The primary goal was to identify and promote programs that prevent or reduce the occurrence of juvenile offenses, both criminal and noncriminal, and that intervene immediately and effectively when delinquent or status offense conduct first occurs. Such programs operate on a broad scale, providing positive youth development or targeting juveniles at high risk of delinquency with activities designed to reduce future juvenile offending. During 1996 and 1997, OJJDP developed prevention programs that draw on the basic principles of the public health model, which encourage people to avoid or change behaviors that put them at risk of health problems and introduce behaviors that can help them lead healthy lives. OJJDP's prevention programs identify the root causes of juvenile crime by examining the factors that put children at risk, then implement a range of programs and services to prevent delinquency from occurring in the first place. They provide services to juveniles whose noncriminal misbehavior indicates that they are on a pathway to delinquency, or to first-time nonviolent delinquent offenders or nonserious repeat offenders who do not respond to initial system interventions. They are designed to deter future misconduct and to reduce the negative or enhance the positive factors in a child's life.
OJJDP's second goal was to support programs that improve the juvenile justice system and facilitate the most effective allocation of system resources. Such programs hold delinquent juveniles accountable for their conduct, especially serious and violent offenders, and improve the way the system deals with dependent, neglected, and abused children. To meet this goal, OJJDP funded programs that assist law enforcement, courts, and the corrections system. A community-policing program, for example, is helping law enforcement prevent and control delinquency and child victimization. OJJDP also developed programs to help family courts, and the prosecutors and public defenders who practice in those courts, provide a system of justice that maintains due process protections. The Office also funded programs that use juvenile detention and correctional facilities in appropriate circumstances and under conditions that maximize public safety while at the same time providing effective rehabilitation services to juveniles. Finally, the Office funded programs that provide the research and statistics necessary to understand how the juvenile justice system works in serving children and families.
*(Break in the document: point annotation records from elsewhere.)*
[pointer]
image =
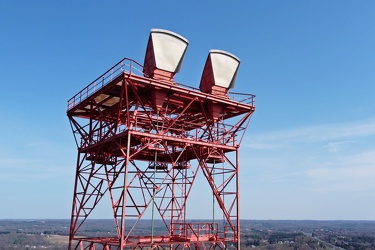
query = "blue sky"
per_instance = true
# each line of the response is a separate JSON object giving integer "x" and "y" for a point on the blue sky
{"x": 309, "y": 152}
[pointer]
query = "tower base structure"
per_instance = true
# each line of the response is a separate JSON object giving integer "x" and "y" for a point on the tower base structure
{"x": 141, "y": 144}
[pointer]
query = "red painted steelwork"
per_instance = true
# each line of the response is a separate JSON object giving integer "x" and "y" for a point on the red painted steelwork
{"x": 142, "y": 142}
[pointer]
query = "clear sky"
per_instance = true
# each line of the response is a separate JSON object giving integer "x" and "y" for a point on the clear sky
{"x": 309, "y": 152}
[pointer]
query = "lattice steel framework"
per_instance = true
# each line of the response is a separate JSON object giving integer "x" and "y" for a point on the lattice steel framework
{"x": 142, "y": 142}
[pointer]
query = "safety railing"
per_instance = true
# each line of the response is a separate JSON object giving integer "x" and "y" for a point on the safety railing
{"x": 132, "y": 67}
{"x": 125, "y": 65}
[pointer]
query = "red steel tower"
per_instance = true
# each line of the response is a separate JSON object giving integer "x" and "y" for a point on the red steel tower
{"x": 142, "y": 140}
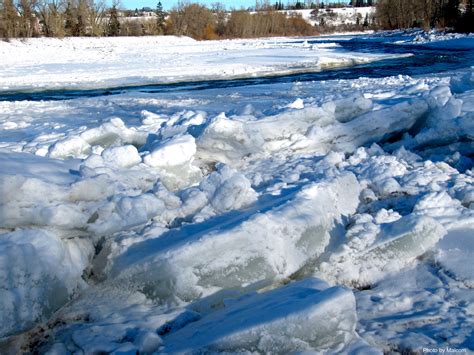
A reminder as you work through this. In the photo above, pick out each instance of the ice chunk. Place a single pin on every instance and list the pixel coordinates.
(227, 189)
(242, 249)
(370, 127)
(70, 147)
(122, 157)
(172, 152)
(303, 315)
(297, 104)
(38, 274)
(375, 251)
(455, 254)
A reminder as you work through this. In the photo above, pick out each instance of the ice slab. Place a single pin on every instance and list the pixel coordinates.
(238, 250)
(301, 316)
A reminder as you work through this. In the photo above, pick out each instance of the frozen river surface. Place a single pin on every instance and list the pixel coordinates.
(281, 195)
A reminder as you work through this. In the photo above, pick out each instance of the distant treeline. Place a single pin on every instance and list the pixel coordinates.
(456, 14)
(62, 18)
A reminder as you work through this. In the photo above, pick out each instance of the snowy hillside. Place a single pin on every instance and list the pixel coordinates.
(323, 211)
(336, 16)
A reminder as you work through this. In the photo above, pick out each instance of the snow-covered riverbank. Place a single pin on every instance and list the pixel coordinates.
(79, 63)
(335, 216)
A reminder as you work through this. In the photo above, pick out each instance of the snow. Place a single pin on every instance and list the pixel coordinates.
(336, 16)
(329, 216)
(320, 316)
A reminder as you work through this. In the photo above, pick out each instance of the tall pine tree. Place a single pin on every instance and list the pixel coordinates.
(113, 26)
(160, 18)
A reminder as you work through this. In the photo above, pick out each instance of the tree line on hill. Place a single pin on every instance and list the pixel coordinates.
(60, 18)
(456, 14)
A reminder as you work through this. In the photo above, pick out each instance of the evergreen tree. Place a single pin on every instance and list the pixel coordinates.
(113, 26)
(69, 21)
(160, 17)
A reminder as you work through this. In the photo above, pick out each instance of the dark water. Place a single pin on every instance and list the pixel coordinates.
(424, 60)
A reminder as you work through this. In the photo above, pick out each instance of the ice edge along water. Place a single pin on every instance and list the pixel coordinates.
(187, 224)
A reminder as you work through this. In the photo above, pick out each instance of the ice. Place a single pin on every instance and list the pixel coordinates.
(172, 152)
(246, 249)
(61, 63)
(301, 316)
(33, 286)
(375, 250)
(195, 218)
(122, 157)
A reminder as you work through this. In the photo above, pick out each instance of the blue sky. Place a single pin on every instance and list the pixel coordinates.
(168, 4)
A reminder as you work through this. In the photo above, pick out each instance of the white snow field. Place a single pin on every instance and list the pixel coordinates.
(49, 63)
(331, 215)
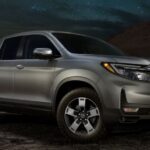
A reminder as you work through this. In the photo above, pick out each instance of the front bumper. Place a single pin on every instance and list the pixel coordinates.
(117, 93)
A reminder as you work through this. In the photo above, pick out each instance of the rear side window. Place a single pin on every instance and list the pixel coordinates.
(10, 48)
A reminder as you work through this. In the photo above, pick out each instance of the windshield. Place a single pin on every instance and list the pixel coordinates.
(86, 45)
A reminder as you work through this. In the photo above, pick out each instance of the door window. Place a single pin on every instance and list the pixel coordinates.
(38, 41)
(10, 48)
OJJDP's third program goal was to support programs that keep the public safe from juvenile delinquency and crime by using a balance of secure detention and corrections along with community-based alternatives. These include community-based programs and services for juveniles who have formal contact with the juvenile justice system and programs that maintain the safety of the public, are appropriately restrictive, and promote and preserve positive ties with the youth's family, school, and community.
Underlying each of these goals was the premise that their achievement is vital to ensure public safety from increased juvenile delinquency and violence.
Before deciding which programs to fund in 1996 and 1997, the Administrator of OJJDP sought input from OJJDP staff, other Federal agencies, and juvenile justice practitioners. Feedback from the 1996 national conference was particularly helpful for developing program priorities for 1997. This combined input led OJJDP to identify a range of research and evaluation projects needed to expand knowledge about juvenile offenders; the effectiveness of prevention, intervention, and treatment programs; and the operation of the juvenile justice system.
Combined with continuation programs, the new programs OJJDP funded in 1996 and 1997 form a continuum that supports the eight objectives outlined in the Coordinating Council's Action Plan (see page 4). The Office also continued to support a number of programs identified by Congress for funding. This chapter provides brief summaries of the new programs OJJDP funded during the past 2 years and examples of some of the Office's continuation programs.